Nutrition is perhaps the one element that we as hockey players are most forgetful of. We must remember it is the fuel that makes our bodies go! Many of you will feel that your summer is you “down time,” a time to have a few pops and eat cheeseburgers while watching women’s beach volleyball on the couch. Wrong! You are entering adulthood. It is now time that your body must be worked harder and more often if it wishes to maintain shape. Think before you eat and make sure you are always drinking plenty of water. The best way to build muscle is to focus on eating large amounts of protein heavy food in the off-season. During the regular season, you will need to replenish lost energy so carbohydrates will come more into the picture... but a carbohydrate heavy diet in the off-season can result in unnecessary weight gain. An 8oz. glass of water before your meal is always the best start.
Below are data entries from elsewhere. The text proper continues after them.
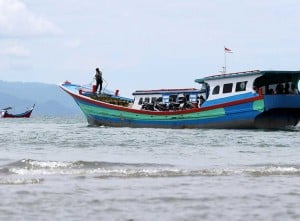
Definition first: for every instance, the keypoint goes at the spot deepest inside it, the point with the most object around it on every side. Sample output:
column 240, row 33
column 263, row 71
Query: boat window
column 165, row 99
column 227, row 88
column 140, row 101
column 159, row 99
column 216, row 90
column 193, row 98
column 153, row 100
column 173, row 98
column 240, row 86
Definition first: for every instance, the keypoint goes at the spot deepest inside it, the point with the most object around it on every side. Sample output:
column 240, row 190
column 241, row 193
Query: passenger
column 287, row 88
column 201, row 100
column 294, row 90
column 99, row 80
column 271, row 91
column 279, row 89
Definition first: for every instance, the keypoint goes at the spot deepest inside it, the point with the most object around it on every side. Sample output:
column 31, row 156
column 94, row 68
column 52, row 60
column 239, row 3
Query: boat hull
column 258, row 111
column 26, row 114
column 232, row 116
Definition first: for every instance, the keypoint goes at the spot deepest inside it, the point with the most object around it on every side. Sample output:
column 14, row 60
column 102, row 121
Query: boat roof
column 7, row 108
column 166, row 91
column 246, row 73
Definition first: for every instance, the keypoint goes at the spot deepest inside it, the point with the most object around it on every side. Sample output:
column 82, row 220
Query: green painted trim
column 91, row 110
column 259, row 105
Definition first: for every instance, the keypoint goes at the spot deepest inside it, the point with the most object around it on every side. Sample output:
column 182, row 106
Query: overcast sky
column 145, row 44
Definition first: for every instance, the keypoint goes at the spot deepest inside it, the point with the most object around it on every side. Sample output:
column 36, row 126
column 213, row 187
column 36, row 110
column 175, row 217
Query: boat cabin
column 241, row 85
column 166, row 99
I am in no way endorsing steroids or performance enhancing drugs, but a well balanced regiment of essential and safe vitamins and minerals will improve your overall health. These can be purchased right over the counter at your local CVS or GNC. Here are 3 essentials-
1. Multi-vitamin- Taking a multivitamin/multimineral supplement like Centrum daily can help ensure you get recommended amounts of vitamins and minerals important for overall health and well-being.
2. Glutamine- Athletes take glutamine supplements in order to prevent muscle breakdown and to improve immune system functioning.
3. Fish oil capsules (Omega- 3 Fatty Acids)- Essential fats, Fish Oils are promoted to help support a healthy heart. This dietary supplement is used to add to a healthy diet. Recent studies have shown that these may even help the prevention of concussions.